Note that the Stanford label set has 40 labels, so there are about 80 classes to evaluate. The Penn2Malt scheme has 20 labels, so you need to be careful which dependency scheme is being referenced when run-time figures are reported.

The way the run-time cost works is, if you extract f features per transition, for c classes, with a beam of size k and n words, you make O(cfkn) feature-lookups, which is the main cost.

For the parser.py implementation, most of the speed is coming from greedy search (k=1), and low number of classes (c=3, instead of c=80). Number of feature templates, f, is similar between this parser and zpar. We could add some more templates for label features, and do labelled parsing, and gain about 1% accuracy here, at the cost of being about 40x slower. The only reason I didn't was that it complicates the implementation and presentation slightly. The implementation was all about the blog post.

The Cython parser does everything with C data structures, which are manually memory managed. I don't think I'm paying any language overhead compared to a C++ implementation. So you're absolutely right that as more feature templates stack on, and you use more dependency labels, speed goes down. But, the Cython parser has no problem relative to zpar in this respect.

habeanf · on April 28, 2014

You can do better than O(cfkn). You can precompute the results of some features seen together (i.e. S0w/S0t/S0wt), and store a ref to them on the words. This saves feature lookups per feature. If you store them as vectors for the classes, you can get a nice perf. boost from SIMD.. you can knock off at least an order of magnitude if not two. something like O(c'f'kn), where c' is the # of SIMD ops to aggregate pre computed weight vectors and f' is the number of feature template groups. Also Yoav Goldberg mentioned feature signatures in one of his papers which can do a bit better.

A significant problem with unlabeled dep. parsing is that you can't differentiate important things like subject vs object dependents. In the sentence "They ate the pizza with anchovies.", how would a program distinguish between 'they' as the subject and 'pizza' as the object? In other words, who ate what?

syllogism · on April 28, 2014

Yes, you're probably aware of this paper, right?

Goldberg et al, "Efficient Implementation of Beam-Search Incremental Parsers". ACL 2013. http://www.aclweb.org/anthology/P13-2111

I haven't been able to work out how to do the feature caching in a way that won't ruin my implementation when I need to add more features.

I also get substantial benefit at high k from hashing the "kernel tokens" and memoising the score for the state.

I did try the tree-structured stack that they recommend, but I didn't find any run-time benefits from it, and the implementation kept confusing me. I might have made a mistake, but I suspect it's because my state arrays are copied with low-level malloc/free/memcpy, where they pay Python overhead on their copies.
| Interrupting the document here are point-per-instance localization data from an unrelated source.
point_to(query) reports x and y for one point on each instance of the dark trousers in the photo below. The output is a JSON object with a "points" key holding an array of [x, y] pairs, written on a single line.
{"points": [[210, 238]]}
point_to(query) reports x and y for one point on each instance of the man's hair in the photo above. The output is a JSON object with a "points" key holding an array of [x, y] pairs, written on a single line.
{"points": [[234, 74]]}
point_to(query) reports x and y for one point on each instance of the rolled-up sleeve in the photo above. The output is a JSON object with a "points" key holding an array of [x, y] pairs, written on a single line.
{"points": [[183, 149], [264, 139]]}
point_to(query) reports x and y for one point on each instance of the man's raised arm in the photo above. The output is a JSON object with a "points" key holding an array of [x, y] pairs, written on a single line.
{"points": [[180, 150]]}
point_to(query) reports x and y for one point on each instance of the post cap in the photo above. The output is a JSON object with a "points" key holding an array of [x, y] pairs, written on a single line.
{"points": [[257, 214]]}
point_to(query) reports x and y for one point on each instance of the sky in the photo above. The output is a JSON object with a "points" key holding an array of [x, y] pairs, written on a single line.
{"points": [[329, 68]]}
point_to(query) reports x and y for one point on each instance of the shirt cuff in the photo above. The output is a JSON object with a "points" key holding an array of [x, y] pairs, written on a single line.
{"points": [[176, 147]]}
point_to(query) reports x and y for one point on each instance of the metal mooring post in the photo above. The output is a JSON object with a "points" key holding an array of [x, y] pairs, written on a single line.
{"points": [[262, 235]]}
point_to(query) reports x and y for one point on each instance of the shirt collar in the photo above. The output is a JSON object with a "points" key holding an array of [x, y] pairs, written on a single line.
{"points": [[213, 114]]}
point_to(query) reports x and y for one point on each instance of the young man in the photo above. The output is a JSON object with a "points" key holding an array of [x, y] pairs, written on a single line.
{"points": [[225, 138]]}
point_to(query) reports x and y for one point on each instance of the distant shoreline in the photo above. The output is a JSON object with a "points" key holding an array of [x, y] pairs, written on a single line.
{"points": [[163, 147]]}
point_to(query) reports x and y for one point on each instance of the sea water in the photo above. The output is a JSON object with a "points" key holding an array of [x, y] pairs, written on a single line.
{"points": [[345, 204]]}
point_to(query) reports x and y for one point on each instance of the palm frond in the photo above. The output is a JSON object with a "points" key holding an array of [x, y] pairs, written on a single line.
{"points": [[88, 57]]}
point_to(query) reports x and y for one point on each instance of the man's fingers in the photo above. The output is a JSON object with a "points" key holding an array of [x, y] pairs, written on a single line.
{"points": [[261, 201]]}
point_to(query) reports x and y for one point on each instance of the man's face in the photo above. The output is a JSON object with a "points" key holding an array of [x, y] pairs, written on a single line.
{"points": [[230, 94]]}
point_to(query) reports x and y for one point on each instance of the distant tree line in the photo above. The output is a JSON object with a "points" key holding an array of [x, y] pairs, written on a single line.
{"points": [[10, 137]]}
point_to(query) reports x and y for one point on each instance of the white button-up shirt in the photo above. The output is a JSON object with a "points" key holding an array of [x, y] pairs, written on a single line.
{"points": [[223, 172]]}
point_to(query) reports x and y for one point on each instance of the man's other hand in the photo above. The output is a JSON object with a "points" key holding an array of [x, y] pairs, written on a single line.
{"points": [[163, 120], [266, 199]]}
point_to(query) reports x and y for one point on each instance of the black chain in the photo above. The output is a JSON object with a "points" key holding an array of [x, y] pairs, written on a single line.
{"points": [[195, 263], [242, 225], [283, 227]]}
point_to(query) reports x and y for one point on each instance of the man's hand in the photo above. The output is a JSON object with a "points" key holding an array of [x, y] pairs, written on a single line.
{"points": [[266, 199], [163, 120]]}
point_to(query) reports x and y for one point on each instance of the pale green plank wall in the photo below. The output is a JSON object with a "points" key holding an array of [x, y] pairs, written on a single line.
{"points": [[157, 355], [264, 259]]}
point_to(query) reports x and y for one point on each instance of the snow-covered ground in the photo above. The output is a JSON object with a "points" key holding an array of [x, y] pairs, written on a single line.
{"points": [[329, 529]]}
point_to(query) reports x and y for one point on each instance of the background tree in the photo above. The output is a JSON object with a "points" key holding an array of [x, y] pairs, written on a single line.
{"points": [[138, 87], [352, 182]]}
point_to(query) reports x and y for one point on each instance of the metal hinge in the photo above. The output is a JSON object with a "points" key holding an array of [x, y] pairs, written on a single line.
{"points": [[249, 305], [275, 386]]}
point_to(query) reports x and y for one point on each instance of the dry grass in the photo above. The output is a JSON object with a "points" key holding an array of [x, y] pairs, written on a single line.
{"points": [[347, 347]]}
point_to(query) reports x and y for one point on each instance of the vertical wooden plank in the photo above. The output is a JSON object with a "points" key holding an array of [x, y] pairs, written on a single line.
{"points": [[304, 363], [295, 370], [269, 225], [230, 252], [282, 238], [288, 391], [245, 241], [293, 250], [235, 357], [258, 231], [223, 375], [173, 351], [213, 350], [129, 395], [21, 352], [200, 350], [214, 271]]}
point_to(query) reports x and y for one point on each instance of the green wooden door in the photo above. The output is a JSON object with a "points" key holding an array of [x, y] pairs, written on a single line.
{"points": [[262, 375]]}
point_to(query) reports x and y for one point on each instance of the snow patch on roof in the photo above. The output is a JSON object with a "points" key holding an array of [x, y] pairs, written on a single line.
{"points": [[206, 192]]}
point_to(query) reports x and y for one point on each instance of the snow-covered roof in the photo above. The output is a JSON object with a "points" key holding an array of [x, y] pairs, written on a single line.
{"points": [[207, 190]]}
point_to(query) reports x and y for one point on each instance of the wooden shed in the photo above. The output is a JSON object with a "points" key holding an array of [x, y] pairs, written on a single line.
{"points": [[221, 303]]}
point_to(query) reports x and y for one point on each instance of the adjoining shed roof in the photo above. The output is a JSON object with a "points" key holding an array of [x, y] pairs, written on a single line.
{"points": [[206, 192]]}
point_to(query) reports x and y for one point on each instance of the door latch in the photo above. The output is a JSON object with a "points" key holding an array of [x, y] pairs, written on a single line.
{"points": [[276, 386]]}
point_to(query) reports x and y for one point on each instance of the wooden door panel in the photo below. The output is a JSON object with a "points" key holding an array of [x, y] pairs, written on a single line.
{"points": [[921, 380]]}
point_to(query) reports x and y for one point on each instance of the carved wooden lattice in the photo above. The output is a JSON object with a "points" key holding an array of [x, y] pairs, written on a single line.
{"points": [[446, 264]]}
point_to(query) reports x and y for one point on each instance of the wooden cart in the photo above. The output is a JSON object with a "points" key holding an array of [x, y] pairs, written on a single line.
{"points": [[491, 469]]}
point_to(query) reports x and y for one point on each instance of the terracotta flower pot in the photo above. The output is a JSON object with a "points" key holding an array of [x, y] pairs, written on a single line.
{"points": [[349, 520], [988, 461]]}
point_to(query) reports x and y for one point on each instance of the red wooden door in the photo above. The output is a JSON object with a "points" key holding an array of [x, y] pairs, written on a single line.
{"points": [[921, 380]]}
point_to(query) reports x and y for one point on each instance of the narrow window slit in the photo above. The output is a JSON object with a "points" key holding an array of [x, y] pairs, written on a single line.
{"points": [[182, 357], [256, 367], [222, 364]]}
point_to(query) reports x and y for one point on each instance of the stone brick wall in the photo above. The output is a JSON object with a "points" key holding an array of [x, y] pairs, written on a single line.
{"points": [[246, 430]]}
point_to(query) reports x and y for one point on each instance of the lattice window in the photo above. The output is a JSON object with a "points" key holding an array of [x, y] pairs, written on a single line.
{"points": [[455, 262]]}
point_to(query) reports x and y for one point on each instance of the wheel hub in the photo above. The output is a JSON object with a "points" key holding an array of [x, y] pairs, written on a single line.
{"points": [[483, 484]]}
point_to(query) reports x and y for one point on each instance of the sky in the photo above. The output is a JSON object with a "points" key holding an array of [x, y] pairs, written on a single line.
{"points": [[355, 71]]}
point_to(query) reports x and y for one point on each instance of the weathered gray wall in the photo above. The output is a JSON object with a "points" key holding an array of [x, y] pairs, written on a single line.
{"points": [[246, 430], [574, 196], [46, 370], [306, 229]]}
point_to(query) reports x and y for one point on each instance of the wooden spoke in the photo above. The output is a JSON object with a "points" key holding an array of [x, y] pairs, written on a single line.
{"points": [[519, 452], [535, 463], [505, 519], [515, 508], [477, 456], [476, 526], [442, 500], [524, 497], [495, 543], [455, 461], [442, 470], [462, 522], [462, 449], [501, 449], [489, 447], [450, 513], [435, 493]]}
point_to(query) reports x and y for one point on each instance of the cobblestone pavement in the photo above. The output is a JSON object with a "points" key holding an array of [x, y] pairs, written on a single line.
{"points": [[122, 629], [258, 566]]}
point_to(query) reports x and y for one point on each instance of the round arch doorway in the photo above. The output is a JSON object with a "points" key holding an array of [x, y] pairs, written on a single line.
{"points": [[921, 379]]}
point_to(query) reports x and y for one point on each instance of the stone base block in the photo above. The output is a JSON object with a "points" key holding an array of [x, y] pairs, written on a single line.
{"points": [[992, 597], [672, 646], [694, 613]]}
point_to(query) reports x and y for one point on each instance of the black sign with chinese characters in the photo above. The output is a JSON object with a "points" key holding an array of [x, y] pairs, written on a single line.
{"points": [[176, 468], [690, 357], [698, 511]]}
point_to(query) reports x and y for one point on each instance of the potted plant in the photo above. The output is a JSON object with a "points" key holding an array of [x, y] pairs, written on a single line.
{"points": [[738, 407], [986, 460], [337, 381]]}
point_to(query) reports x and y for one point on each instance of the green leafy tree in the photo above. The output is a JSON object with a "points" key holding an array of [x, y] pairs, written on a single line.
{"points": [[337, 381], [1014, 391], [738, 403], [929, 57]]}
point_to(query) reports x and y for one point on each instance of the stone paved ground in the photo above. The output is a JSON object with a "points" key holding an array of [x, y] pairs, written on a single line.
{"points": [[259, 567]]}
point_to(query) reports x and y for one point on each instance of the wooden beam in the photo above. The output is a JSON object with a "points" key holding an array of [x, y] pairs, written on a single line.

habeanf · on April 28, 2014

Yes.

I didn't see noticeable improvements from TSS either. I did some performance tuning - much more time goes to feature extraction and scoring. Can you elaborate on what you mean by 'hashing the "kernel tokens" and memoising the score for the state'? Are the kernel tokens something like the head of stack/queue?

For feature caching, I went with a generic model for a feature template as a combination of feature elements (for features like S0t+Q0t+Q1t) that have a closed set, so the feature template is limited to a set that is a cartesian product of the elements' sets. When you initialise parsing for a new sentence, you can select a subset of the possibilities to generate a "submodel" for only that sentence. That way you need much less memory. If you can pack it properly you can get a lot of it into the lower level caches which should allow for significant speed up.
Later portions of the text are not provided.